First of all I want to thank you for the incredible support you have given over these past 6 months. Liz and I have been overwhelmed by the number of cards, letters and emails we have received and so many have told us that they are praying regularly for us. It has made a huge difference and as I come out the other side of chemo and radiotherapy I simply want to express our gratitude.
At the time of writing I have been back to a normal working pattern for three weeks and been growing stronger each week. The excellent news is that the treatment has banished the lymphoma and I am technically in remission.

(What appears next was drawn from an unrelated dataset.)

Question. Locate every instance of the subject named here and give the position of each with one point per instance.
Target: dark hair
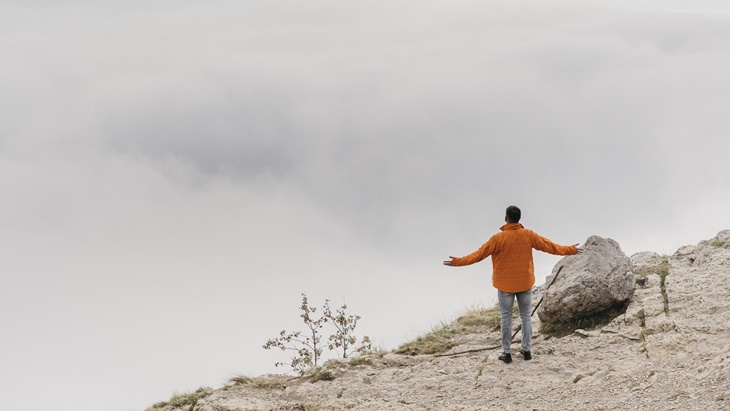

I will have 3 monthly check ups over the coming year but the physicians are confident that I am cured even if they cannot say so at this point.
One of the most significant points in my journey with lymphoma came on the night of my second dose of chemotherapy. The steroids that are given alongside the chemotherapy drugs make sleep hard to come by and I found myself still wide awake gone 1am. As I lay on my bed - alone as Liz was sleeping in the spare room I entered into an engagement with God which lasted a couple of hours or so. During this time I was drawn to reflect on what happened to Lazarus and his sisters when he became seriously ill and died (see Johns gospel chapter 11). During this I sensed the Lord speaking to me in a most unexpected way: Rayfield - take off the grave clothes and come out!

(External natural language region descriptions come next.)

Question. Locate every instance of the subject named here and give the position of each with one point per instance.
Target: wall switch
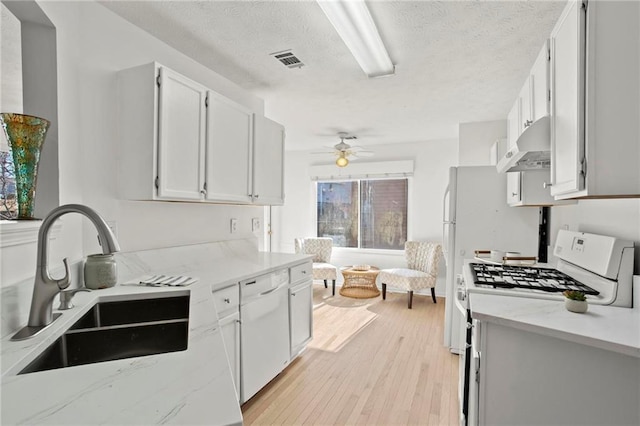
(255, 224)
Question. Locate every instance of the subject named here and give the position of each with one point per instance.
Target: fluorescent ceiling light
(354, 24)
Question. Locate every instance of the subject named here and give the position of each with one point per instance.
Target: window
(370, 214)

Within the whole period of engagement, at times musing with God and wondering what would happen to me over the course of this illness, I realised that the Father was spurring me to make this an opportunity for witness to him and to Christ Jesus. Hearing the Lord calling me by my surname felt like an exhortation to step up and step out. Some particular ways in which I could do this followed swiftly, not by a kind of divine download but through looking back at my experience since diagnosis and starting treatment.
I realised I wanted to email Radio 5s Movie Review and to write to Cycling Plus the radio programme and the magazine had both been sources of particular blessing. Another step was to wear a white clerical shirt as a sign and symbol of what God had called me into despite the overtones of Gandalf in Lord of the Rings! Of course, all of this could be put down to a manic episode brought on by the steroids it certainly did make me hyper! But realising this possibility I received an assurance that space precludes me sharing here which made it clear God was in this.

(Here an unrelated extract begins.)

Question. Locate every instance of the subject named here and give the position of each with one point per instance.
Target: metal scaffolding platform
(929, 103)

As we move into the lead up to Easter I am wondering where others may have found themselves wrapped in grave clothes. Many of us struggle to either articulate or share our experiences of God, perhaps because of how we feel they will be received. Bishop Mike and I have found that people are much more willing to hear our stories of faith than we are to share them. Our goal of having 10,000 individuals in the Diocese share their faith story seems like a moment when all of us have opportunity to step out and not let any grave clothes stifle our voice.